In the winning Jason Reitman comedy 'Tully,' Charlize Theron is a pregnant mom at her wit's end when a nanny (Mackenzie Davis) shows up to save the day.

Mackenzie Davis (left) and Charlize Theron in ‘Tully.’
Mackenzie Davis (left) and Charlize Theron in ‘Tully.’Read moreFocus Features

Midway through Tully you hear a lovely cover of "You Only Live Twice," one of the better Bond movie songs, revamped here by Kaitlyn and Mady Dever with intertwined vocals well-suited to a story of women working in harmony.

It's an inspired use of the tune, originally recorded by Nancy Sinatra in 1967 as a complement to Bond mythmaking at the peak of his appeal, when he was the quintessence of male wish fulfillment. In Tully, it expresses female wish fulfillment – that is, if the lady in question is facing 40, raising two kids, one with special needs, and another on the way.

She doesn't need a license to kill, or an Aston Martin.

She needs a nanny.

And, given the degree of difficulty involved, I'd say she's entitled. If James Bond rates an army of support personnel for a glamorous mission to Monte Carlo, why not monumentally pregnant Marlo (Charlize Theron), facing a crushing load of domestic and maternal responsibilities?

Where's her Moneypenny?

Her gadget guy?

Another question: If James Bond had to squeeze the residue of his martinis out through sore nipples, would he drink them at all, shaken or stirred?

Something like the latter actually happens in Tully, and I cite it to give you an idea of just how truthfully the movie examines the unglamorous realities of motherhood: Congratulations, mom, you've given birth, but you can't leave the hospital until we stand here and watch your command performance on the toilet.

All of this is presented with an unusual but assured mixture of whimsy, comedy, and melancholy by director Jason Reitman, working again with scripter Diablo Cody. They collaborated on Juno and  Young Adult, which also starred Theron. Tully combines the best elements of both movies.

It's barbed, bighearted, and brave. The bravery is often embodied by Marlo, who holds on to her sense of humor when life gives her reason not to – her "career" is now a job she holds for health insurance, she's bunking with a husband (Ron Livingston) who prefers Call of Duty to the call of the wild, a son whose on-the-spectrum tantrums (kicking the seat and screaming while she puts her hand over her ears) sometimes leave Marlo on the side of the road, in tears.
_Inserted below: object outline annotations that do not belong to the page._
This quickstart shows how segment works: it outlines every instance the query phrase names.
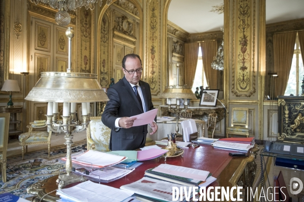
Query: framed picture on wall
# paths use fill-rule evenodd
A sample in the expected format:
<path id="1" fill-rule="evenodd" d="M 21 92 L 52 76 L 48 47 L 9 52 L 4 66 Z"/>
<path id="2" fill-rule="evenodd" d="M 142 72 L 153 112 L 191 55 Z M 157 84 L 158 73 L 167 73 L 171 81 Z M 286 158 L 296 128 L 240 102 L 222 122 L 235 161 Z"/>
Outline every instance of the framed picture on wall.
<path id="1" fill-rule="evenodd" d="M 200 105 L 216 106 L 219 90 L 204 90 L 201 97 Z"/>

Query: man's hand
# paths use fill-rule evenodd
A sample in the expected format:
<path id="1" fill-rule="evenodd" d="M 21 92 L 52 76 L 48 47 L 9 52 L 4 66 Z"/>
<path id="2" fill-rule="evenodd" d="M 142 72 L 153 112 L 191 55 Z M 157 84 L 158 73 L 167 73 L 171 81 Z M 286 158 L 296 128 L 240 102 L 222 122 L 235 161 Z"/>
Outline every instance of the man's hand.
<path id="1" fill-rule="evenodd" d="M 130 128 L 133 126 L 133 122 L 137 118 L 135 117 L 122 117 L 119 120 L 118 124 L 122 128 Z"/>
<path id="2" fill-rule="evenodd" d="M 152 122 L 152 123 L 150 124 L 150 127 L 151 127 L 151 129 L 152 129 L 152 132 L 151 133 L 150 133 L 150 135 L 153 135 L 154 133 L 155 133 L 156 132 L 156 131 L 157 131 L 157 129 L 158 128 L 157 125 L 156 124 L 156 123 L 153 122 Z"/>

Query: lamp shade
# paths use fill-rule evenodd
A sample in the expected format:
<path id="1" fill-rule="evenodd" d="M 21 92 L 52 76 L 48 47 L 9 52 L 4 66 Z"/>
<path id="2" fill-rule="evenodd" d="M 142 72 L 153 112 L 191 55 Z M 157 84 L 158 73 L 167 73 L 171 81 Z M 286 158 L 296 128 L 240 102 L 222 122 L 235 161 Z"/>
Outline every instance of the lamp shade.
<path id="1" fill-rule="evenodd" d="M 25 99 L 55 103 L 83 103 L 109 99 L 96 74 L 70 72 L 42 72 L 41 77 Z"/>
<path id="2" fill-rule="evenodd" d="M 160 98 L 196 99 L 191 86 L 182 85 L 166 86 Z"/>
<path id="3" fill-rule="evenodd" d="M 7 79 L 4 82 L 1 91 L 19 92 L 20 91 L 20 88 L 16 80 Z"/>

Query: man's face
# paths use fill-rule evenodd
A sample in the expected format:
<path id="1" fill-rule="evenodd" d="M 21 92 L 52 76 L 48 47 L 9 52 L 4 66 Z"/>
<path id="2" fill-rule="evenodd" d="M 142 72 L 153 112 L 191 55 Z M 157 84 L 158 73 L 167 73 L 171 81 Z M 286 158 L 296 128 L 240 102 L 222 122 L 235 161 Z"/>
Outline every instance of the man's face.
<path id="1" fill-rule="evenodd" d="M 134 85 L 136 85 L 137 83 L 138 83 L 138 81 L 139 81 L 140 80 L 142 73 L 142 72 L 136 72 L 136 70 L 141 68 L 141 65 L 140 64 L 140 61 L 139 61 L 139 59 L 137 58 L 128 58 L 127 59 L 127 60 L 125 63 L 125 66 L 126 67 L 126 69 L 124 68 L 122 69 L 124 74 L 125 74 L 125 77 L 126 77 L 126 79 L 129 83 L 131 83 Z M 126 70 L 127 71 L 134 70 L 135 72 L 134 74 L 130 74 L 127 71 L 126 71 Z"/>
She has a history of postpartum depression, and we can see the lack of conviction in her eyes (a fine performance by Theron) when she puts a hand on her belly and calls her baby "a blessing." Others call it a "disruption."

Both can be true, of course, and the movie is good at holding different ideas in its head. One early dinner party, for instance, contrasts Marlo's growing middle-class desperation (private school for her special-needs son is in jeopardy), with the wealth and ease of her rich brother (Mark Duplass), and while the class jokes hit home, Cody's script allows Duplass' character space to be human.

In fact, it's his offer to pay for a nanny that initiates the movie's most effective and moving passages. Marlo halfheartedly turns him down but one evening, after the baby arrives, so does a young woman named Tully (Mackenzie Davis), a capable and efficient godsend on the order of Mary Poppins.

Except that Tully (winningly played by Davis) is as flaky and warm as a croissant, and she's not there to manage children – Tully's there to take care of Marlo, who in no time is sleeping soundly and waking up to a clean house. There are cupcakes on the counter baked for school, the baby is nursed and happy.

Freed from the stress of duty and the tyranny of judgment, from the pressure of being perfect or at least omnipresent, Marlo comes back to life. And Tully's New Age-y proclamations about motherhood start to feel meaningful. Marlo remembers there is something magical about it – she dreams of mermaids, and if she's underwater, she's no longer drowning.

We hope.

We hope, because there remains in Marlo an ineffable sadness – within her, something is unresolved.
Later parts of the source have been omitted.